As mentioned earlier, companies are quite different in terms of how prepared they are with analytics.
• Some companies are trying to get their feet wet.
• Other companies have an understanding of the problem but are struggling to find talent.
• Several top-name companies already have a large number of PhDs but need additional depth for context-specific problems.
Our Business Information and Analytics Center (BIAC) can help all of these companies. The center can act as a safe haven to explore some projects that may be useful for the organization as well as giving our students a chance to work on real-world problems. It can provide access for companies to find top talent, and in fact, some of our students have been recruited by companies for which they performed projects. And we are engaged with context-specific research problems involving company researchers, faculty and Ph.D. students.
Please share some major achievements of Purdue University, Krannert School of Management’s Analytics and Data Science Program under your leadership.
We have been ranked well in the business analytics programs across various publications. Our master’s degree program in business analytics and information management was ranked #8 in the United States by ValueColleges.com and #9 globally in the QS World University Rankings. That program has quadrupled in enrolment in just two years. Krannert has also consistently placed in the top 20 in management information systems in the U.S. News & World Report rankings. We have significantly ramped up the faculty numbers to offer various kinds of programs. The number of faculty offering BA and IS courses is perhaps one of the largest in the country.

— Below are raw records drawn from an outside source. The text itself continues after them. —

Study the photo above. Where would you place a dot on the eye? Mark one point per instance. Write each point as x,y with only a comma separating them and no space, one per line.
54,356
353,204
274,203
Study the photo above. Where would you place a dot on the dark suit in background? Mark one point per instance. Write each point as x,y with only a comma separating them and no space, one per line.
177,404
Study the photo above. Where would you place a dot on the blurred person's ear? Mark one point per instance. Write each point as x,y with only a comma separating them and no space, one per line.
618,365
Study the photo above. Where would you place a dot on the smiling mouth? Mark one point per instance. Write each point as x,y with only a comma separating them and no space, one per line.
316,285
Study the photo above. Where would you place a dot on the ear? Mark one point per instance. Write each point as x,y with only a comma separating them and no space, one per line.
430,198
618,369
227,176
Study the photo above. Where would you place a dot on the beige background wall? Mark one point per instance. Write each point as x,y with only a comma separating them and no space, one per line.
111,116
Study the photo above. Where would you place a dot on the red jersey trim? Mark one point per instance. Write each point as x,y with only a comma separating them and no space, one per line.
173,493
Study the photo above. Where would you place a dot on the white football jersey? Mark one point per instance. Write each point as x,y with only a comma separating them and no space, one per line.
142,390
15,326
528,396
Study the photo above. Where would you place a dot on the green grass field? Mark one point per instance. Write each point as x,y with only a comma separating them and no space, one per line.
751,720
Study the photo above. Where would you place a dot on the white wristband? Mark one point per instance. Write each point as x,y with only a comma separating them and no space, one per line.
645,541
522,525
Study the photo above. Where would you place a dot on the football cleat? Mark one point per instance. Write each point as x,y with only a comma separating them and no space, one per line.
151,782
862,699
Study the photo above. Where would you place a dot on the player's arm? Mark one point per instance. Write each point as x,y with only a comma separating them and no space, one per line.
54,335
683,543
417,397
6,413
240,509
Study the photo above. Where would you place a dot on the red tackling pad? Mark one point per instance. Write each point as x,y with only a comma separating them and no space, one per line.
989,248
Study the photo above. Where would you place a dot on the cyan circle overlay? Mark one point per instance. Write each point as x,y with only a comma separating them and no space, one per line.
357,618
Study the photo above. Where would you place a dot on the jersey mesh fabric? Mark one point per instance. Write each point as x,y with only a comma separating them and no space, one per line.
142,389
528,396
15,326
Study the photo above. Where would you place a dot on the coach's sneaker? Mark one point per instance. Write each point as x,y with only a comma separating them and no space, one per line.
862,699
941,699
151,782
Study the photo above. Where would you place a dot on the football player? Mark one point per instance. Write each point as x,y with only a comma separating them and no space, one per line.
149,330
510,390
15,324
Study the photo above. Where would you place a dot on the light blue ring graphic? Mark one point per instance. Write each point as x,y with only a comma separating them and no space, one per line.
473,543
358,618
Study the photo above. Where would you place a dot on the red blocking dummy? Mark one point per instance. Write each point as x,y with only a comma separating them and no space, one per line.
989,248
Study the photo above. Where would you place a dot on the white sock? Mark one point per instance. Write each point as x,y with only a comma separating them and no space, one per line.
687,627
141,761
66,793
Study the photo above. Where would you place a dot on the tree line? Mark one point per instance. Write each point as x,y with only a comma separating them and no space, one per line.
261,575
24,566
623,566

Can you throw light on the latest employment trends in big data and analytics industry?
There will be more interest in recruiting people who have a broader knowledge of all the three dimensions: technologies, techniques, and relevance to the specific context. I think people’s ability to communicate is going to be important. Exposure to things beyond simple analytics will become extremely critical. For example, it may be exposure to robotics, which requires an understanding of cyber-physical systems.